Ceci n’est pas acceptable. Le droit d’accéder à l’élite et d’y rester doit se gagner sur le terrain et nul part ailleurs. L’économie du football professionnel est intrinsèquement dépendante des résultats sportifs puisque les ressources financières des clubs dépendent fortement de leurs performances sur le terrain. Les clubs bénéficient en effet de droits TV plus substantiels en L1 qu’en L2 et, l’exposition médiatique y étant plus grande, ils attirent conséquemment plus de sponsors et génèrent plus de revenus commerciaux que leurs homologues de L2. Dès lors, réduire la possibilité pour les clubs de L2 d’accéder à la L1 est, à tous points de vue, une hérésie.

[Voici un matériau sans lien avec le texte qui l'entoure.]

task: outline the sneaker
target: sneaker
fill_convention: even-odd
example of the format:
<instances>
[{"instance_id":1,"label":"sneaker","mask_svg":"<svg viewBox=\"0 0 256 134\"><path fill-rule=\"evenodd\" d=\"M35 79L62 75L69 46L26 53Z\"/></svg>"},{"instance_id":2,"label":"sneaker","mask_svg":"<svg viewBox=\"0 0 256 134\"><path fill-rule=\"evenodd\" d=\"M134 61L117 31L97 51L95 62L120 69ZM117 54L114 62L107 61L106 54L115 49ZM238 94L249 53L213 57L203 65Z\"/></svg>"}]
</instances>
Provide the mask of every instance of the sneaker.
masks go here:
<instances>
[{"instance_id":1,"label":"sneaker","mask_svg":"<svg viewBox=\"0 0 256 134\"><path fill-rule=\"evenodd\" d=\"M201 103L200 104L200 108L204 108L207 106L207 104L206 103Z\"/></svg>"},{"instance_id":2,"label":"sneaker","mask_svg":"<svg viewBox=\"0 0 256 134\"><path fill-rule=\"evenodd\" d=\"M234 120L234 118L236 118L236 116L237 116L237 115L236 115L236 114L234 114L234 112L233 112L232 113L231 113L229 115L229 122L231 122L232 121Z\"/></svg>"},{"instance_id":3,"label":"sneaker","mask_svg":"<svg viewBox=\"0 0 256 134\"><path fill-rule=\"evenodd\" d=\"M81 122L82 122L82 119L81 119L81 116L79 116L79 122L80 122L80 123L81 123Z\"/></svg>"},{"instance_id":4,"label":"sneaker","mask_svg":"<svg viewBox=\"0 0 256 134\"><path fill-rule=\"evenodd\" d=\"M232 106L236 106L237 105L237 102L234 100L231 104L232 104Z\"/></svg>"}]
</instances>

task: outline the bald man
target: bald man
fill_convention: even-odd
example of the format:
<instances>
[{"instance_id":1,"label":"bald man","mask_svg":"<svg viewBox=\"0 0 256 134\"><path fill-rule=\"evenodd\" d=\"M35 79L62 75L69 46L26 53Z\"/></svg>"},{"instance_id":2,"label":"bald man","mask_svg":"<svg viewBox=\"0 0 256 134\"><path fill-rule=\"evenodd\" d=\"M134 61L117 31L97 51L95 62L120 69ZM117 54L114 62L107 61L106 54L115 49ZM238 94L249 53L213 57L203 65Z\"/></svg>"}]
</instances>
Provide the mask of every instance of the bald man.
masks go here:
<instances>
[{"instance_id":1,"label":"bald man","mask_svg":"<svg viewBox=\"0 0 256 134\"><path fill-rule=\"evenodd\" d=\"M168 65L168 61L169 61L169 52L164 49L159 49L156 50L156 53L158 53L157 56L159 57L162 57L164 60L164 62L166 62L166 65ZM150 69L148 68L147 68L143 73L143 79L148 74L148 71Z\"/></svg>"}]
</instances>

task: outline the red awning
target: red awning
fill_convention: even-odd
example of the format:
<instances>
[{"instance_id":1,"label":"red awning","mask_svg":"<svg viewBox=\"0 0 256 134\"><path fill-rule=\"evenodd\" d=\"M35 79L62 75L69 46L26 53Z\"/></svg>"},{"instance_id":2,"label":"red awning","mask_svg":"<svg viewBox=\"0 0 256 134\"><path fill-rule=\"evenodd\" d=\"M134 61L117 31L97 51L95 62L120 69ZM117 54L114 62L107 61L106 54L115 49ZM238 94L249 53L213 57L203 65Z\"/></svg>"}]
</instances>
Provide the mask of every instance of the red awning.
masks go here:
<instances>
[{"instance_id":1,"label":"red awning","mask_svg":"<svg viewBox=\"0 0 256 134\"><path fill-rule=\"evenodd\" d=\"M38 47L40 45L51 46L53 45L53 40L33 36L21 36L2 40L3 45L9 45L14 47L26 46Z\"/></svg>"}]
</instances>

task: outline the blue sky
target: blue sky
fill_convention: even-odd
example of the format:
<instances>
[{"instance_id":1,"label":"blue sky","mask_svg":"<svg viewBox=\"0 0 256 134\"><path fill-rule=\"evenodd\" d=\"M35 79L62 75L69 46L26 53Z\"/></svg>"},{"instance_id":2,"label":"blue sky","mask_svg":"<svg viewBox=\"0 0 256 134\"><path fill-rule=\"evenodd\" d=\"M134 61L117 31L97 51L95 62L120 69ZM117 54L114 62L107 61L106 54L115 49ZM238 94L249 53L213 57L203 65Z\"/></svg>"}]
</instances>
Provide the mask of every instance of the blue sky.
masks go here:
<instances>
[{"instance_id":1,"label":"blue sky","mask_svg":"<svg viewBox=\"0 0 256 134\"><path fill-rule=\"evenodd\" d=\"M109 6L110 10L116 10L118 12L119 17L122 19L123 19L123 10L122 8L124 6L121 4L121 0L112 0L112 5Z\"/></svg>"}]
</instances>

C’est de surcroît un message désastreux passé aux clubs amateurs se rêvant un avenir professionnel.
La sécurité financière recherchée par les clubs de L1 pourrait par contre venir d’une augmentation très sensible des revenus de leur championnat. Mais pour parvenir à un tel résultat, nul doute que la LFP n’est pas l’institution idoine. Les Anglais ont montré qu’en créant, le 20 février 1992, la Premier League sous forme de société commerciale dont les clubs professionnels sont les actionnaires, indépendante de leur fédération (la Football Association) et de leur Ligue professionnelle (la Football League), ils ont pu faire passer leurs droits TV de 267 millions d’euros pour la période 1992-1997 à… 6,9 milliards d’euros pour la période 2016-2019. Là où les droits TV du foot français seront de 748,5 millions d’euros pour la période 2016-2020.
Ceci sans parler de la vente de ses droits sur d’autres continents et des revenus annexes que peuvent tirer les clubs anglais de leur popularité au niveau mondial.
Faire bouger les lignes
Pour cela, il faudrait oser faire bouger les lignes, remettre en cause des droits acquis, affaiblir des intérêts personnels et braver les opinions.
La France est, comme ce fut démontré entre autres par une étude menée au niveau européen en 2013 par le Think Tank “Sport et Citoyenneté”, le pays ayant la politique du sport la plus interventionniste au sein de l’Union européenne. Si cet interventionnisme de l’Etat a pu produire des effets certains sur le sport français en général, il a commencé à produire des effets néfastes sur le football français en particulier depuis une bonne douzaine d’années.
Il y a un temps pour penser et il y en a un autre pour se dire les choses : les clubs français ont au fil des ans accumulé un retard sans cesse grandissant avec leurs homologues des grands pays européens. La situation de la France sur la scène du football européen serait quasi catastrophique sans le PSG. La LFP, sous la présidence de Frédéric Thiriez, en place depuis 2002 et 3 mandats, a donc échoué à rendre notre football compétitif. Dont acte !
Si M. Thiriez venait à obtenir un 4e mandat à la présidence de la LFP pour continuer la politique qui est la sienne depuis 13 ans, les dirigeants du football français qui l’auraient réélu seraient alors les premiers responsables de cette décision malheureuse. Comme le disent les avocats – et M. Thiriez est bien placé pour comprendre le sens de cet adage – nemo auditur propriam turpitudinem allegans. Nul ne peut se prévaloir de sa propre turpitude.